The results of the work have been published in the prestigious journal Advanced Materials.

Dr Babar Shabbir, a Senior Exciton Science Research Fellow and the first author on the paper, said: “These perovskite-based detectors can provide rapid response times and offer high sensitivities to enable real-time detection and imaging for complex purposes, including disease diagnoses, detection of explosives and identifying food contamination.”

The majority of X-ray detectors operate in one of two different energy levels – hard or soft. Hard X-rays are used to penetrate dense materials like bone or rock, while soft X-rays are required for safely imaging living matter such as tissue and cells.

Typical single-energy detection takes place in the hard X-ray region of between 10 and 100s of kiloelectron volts (KeV). Detection in the soft window, meanwhile, may require energy levels below 1 KeV.

Sometimes, an X-ray detector must be able to operate across both energy levels. For example, when searching for tumours within breast tissue.

Existing multi-energy X-ray detectors are made using silicon and selenium, and although they can operate in both regions, they are limited in their energy sensitivity and spatial resolution.

A promising and potentially far more effective and versatile alternative has emerged in the form of metal halide perovskites.

Named for their crystal structure, perovskite materials are inexpensive to create and can effectively manage the intensity of an X-ray beam as it passes through matter, a process known as X-ray attenuation.
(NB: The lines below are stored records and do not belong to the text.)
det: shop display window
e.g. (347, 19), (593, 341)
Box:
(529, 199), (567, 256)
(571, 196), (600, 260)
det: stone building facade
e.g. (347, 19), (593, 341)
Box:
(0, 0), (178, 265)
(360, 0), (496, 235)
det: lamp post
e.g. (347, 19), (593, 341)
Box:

Importantly, when the perovskite is fabricated within a diode device, the X-ray attenuation process induces the formation of charges that can be effectively collected to provide a signature of the X-ray energy and its intensity.
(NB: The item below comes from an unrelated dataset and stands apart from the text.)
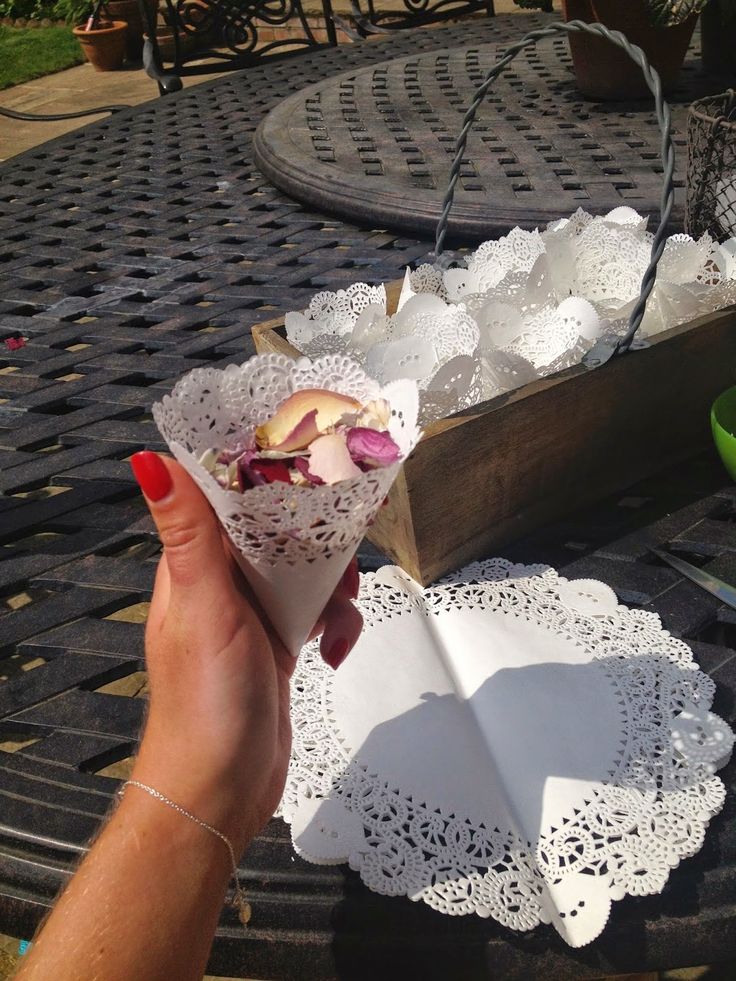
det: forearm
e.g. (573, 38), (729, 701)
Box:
(17, 768), (239, 981)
In this new work, it has been shown that perovskite-based multi-energy X-ray detectors can operate in a broad energy range from 0.1 Kev into the 10s of KeV, significantly wider than existing conventional multi-energy X-ray detectors.

Previous demonstrations of perovskite-based devices were limited to hard X-ray detection, and at a small scale ranging from millimetres to centimetres.

Not only is this the first time that perovskites have been used for soft X-ray detection, the new approach is also suitable for scaling up to the large areas necessary for commercial use.

And because the perovskite detectors will be made as a thin film, they could be combined with flexible substrates to unlock a new range of device shapes and sizes.

Professor Jacek Jasieniak of Monash University, an Exciton Science Chief Investigator and the senior author on the paper, said: “This work showcases that there's a natural extension of perovskites into printed X-ray detectors.

“They should be cheaper to make, and could also involve modified film form factors, where you need inherent flexibility.

“It opens up the field to a whole new set of questions about how to use these types of devices.”

This research took place in collaboration with Australia’s national science agency CSIRO, the University of Illinois, the University of Cambridge, and Nanyang Technological University in Singapore.